AITA my dad gets mad at me when I ask him to go in his room, it’s a 1 bedroom house and I sleep in the lounge.

Okay so basically, almost every night from 6 to 10 depending on the day I ask my dad to go in his room as I sleep in the lounge. He always gets mad about it and I tell him I just want some privacy as are house is tiny. It consists of a lounge, bedroom right next to it, and other normal house rooms. If I ask him to go in his room he will almost always reply with no. I will admit I do get quite mad at him there witch is why I feel like I may be the asshole. he will reply why don’t you want to spend time with me. And tries to guilt trip me. It’s just us in the house so I think he gets lonely. But I do spend time with him it’s impossible not to, I won’t tell my exact age but I’m a teenager. All I want is some privacy and he don’t want to get a new house. AITA?

14 thoughts on “AITA my dad gets mad at me when I ask him to go in his room, it’s a 1 bedroom house and I sleep in the lounge.”
  1. This is tough, you’re a kid and want privacy like we all did at that age. Asking your dad to “go to his room” though is probably not the best way to go about this, you can’t just demand it from him and he has feelings too, and should understand when you’re tired and want to go to sleep. Go about healthy communication, explain to him that you’re just tired and ready for bed, not that you don’t want him around you. It’s their first time living, being parents, and having feelings as well and sometimes it just takes communication to be on the same page about things. It is very unfortunate you don’t have a bedroom though, because then you could just go to your room ya know.

  2. As a parent, I’d rather put my kid in the bedroom.
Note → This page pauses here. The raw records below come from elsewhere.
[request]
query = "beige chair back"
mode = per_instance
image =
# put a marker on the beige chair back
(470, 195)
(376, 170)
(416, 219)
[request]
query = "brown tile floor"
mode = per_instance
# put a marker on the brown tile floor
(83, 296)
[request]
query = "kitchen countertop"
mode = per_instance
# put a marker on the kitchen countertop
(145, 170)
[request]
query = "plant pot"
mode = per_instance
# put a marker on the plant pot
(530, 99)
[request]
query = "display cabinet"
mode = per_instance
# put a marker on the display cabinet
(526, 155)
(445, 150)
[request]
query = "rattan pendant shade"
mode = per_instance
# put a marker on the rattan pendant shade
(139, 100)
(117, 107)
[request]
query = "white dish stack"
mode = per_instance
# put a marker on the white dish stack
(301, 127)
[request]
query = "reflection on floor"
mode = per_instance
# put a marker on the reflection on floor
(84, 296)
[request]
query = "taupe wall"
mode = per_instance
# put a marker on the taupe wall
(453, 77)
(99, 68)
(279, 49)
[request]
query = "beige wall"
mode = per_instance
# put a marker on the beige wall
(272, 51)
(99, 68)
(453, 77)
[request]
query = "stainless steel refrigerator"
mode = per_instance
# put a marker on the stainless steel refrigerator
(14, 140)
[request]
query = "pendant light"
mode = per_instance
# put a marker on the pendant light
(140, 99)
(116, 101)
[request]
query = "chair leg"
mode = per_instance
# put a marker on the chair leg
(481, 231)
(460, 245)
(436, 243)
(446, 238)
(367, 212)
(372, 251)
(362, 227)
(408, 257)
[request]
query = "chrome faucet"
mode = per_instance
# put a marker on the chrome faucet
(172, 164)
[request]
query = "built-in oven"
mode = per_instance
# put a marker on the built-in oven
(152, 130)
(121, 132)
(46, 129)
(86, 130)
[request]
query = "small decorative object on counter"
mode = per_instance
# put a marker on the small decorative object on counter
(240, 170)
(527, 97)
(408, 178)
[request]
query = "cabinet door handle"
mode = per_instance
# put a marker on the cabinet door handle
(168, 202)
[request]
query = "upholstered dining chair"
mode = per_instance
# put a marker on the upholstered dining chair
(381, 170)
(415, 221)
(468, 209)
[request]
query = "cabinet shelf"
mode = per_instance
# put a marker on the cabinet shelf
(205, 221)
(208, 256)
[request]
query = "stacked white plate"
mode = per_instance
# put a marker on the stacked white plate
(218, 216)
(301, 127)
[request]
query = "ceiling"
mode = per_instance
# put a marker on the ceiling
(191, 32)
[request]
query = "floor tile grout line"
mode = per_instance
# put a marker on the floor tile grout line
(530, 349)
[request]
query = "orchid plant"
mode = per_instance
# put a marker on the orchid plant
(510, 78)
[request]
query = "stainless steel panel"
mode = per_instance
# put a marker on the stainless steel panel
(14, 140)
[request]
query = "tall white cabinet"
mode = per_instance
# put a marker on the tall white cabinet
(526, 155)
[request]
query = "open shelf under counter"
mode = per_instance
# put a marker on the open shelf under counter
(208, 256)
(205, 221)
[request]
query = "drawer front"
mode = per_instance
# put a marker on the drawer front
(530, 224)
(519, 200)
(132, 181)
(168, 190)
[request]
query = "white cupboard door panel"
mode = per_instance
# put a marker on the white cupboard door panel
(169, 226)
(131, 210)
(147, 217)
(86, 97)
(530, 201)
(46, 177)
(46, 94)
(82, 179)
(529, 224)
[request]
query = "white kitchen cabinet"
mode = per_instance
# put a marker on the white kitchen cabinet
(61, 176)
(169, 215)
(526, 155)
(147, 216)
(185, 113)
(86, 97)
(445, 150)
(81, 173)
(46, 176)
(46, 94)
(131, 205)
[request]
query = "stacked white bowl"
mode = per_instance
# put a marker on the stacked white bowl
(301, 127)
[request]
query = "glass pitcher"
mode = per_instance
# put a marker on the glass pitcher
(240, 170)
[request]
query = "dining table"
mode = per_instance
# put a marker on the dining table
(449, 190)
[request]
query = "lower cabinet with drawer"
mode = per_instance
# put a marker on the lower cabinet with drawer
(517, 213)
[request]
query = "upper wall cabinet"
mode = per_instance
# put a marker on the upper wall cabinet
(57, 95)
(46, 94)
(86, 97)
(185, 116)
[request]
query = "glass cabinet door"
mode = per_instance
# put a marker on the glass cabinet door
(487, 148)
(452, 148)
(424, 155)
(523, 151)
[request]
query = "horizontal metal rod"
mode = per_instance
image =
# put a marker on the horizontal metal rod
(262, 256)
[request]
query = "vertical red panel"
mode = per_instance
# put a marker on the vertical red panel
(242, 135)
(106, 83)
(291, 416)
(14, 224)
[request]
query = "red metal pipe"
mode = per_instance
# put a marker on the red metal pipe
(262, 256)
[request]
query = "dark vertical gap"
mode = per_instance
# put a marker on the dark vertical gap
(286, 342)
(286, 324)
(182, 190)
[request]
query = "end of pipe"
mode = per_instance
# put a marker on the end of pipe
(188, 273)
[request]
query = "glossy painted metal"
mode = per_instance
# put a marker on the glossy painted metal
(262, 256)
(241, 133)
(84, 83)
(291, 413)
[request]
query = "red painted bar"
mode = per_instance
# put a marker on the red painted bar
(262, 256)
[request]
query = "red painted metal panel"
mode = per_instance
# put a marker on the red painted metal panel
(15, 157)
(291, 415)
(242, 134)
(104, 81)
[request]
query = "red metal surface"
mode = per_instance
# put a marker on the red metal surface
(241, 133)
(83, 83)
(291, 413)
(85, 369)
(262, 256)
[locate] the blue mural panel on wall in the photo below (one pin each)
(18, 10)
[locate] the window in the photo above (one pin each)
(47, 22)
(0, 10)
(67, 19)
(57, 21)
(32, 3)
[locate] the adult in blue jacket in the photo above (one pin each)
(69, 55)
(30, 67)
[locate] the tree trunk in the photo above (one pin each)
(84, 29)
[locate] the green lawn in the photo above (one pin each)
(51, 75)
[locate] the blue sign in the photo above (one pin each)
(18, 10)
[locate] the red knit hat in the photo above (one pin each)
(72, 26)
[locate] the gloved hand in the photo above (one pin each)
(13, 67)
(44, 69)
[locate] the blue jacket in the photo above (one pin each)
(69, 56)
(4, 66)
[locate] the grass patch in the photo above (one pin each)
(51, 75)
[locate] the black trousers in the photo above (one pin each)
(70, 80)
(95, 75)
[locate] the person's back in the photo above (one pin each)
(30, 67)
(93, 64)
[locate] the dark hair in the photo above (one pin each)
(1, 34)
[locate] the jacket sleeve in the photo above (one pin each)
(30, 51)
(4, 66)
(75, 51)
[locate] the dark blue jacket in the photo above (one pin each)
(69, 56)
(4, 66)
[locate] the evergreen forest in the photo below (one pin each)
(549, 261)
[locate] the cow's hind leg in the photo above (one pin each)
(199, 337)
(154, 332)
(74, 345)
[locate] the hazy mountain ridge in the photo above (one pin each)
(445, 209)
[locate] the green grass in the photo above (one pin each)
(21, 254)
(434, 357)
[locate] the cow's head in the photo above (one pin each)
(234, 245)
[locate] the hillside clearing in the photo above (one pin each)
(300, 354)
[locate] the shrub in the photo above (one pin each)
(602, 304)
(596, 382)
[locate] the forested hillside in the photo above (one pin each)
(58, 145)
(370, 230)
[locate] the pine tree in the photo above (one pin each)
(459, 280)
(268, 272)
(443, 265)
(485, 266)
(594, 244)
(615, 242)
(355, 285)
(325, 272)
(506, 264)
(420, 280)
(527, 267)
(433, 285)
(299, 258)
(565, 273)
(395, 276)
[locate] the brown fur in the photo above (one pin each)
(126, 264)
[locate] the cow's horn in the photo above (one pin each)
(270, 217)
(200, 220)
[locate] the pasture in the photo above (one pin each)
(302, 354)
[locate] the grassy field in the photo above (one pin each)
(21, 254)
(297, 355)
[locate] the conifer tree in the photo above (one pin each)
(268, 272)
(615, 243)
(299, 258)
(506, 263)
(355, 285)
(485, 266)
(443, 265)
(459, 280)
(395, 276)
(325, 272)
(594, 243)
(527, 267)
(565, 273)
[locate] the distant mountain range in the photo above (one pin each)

    Otherwise there has to be a regular time when I would need to exit the main living areas so my kid can have some privacy, quiet, and time to wind down/sleep. It could be a good idea to get some curtains/sheets/partitions to make a specific area of the lounge yours and allow yourself to close it up (having privacy). You might also need earplugs or noise canceling headphones so you can have quiet while he’s still out there.

    1. Yeah that was my first thought. I get that it’s probably all their dad can afford but the kid should be in the bedroom. Kids need privacy and a personal space so they can decompress and have alone time to emotionally and mentally regulate.

  3. I don’t understand why dad has the bedroom & you don’t, If this were me, my teenager would have their own room for privacy & I would sleep in the lounge. Whatever the lounge is.

    1. Lounge is basically another term for living room (UK/Australia seem to use it) so OP is probably in one of the Commonwealth countries.

  4. NTA. If there’s one adult and one teenager but only one bedroom, the kid gets the bedroom. Your dad is being selfish for both taking the room and for not allowing you privacy. I’m sorry that you have to deal with this, hope it gets better at some point.

  5. As a kid you don’t get to send your parent to their room lol. But you’re not the asshole for wanting some privacy. You’re gonna have to just have a conversation with him and come to a compromise. If he’s not the compromising type, then start saving your money to move out, you’re almost 18.

  6. Swapping living quarters is the only reasonable solution. When living in cramped quarters, compromise is necessary. From here, it sounds like you don’t have much privacy or personal space. Without that space, it’s understandable that you’re frustrated because there’s ALWAYS someone in your space and it feels like you cannot just decompress. Honestly, if he doesn’t want to go to his room then he should consider swapping, or reconsidering space usage.

  7. You aren’t the asshole. I seriously hope anyone who says you are doesn’t have kids.

    This wouldn’t be an issue for any decent parent because bedroom always goes to the kid. Just safety wise a child should not be living in the main area of a house instead of an adult. Has he always had the bedroom and you the living room???

    You either have to ask your dad if he’s willing to live in the living room and give you the bedroom since he doesn’t want to give you any ability to have alone time, or suck it up until you’re 18 and move out asap. Do you have a job? I’d start saving.

  8. I dont think so but more info needed?

    Is the lounge your bedroom or still the lounge and you just sleep there?

    Is he running about at like midnight or is this at 6pm?

    Do you live there full time or is it single parents and you visit situation?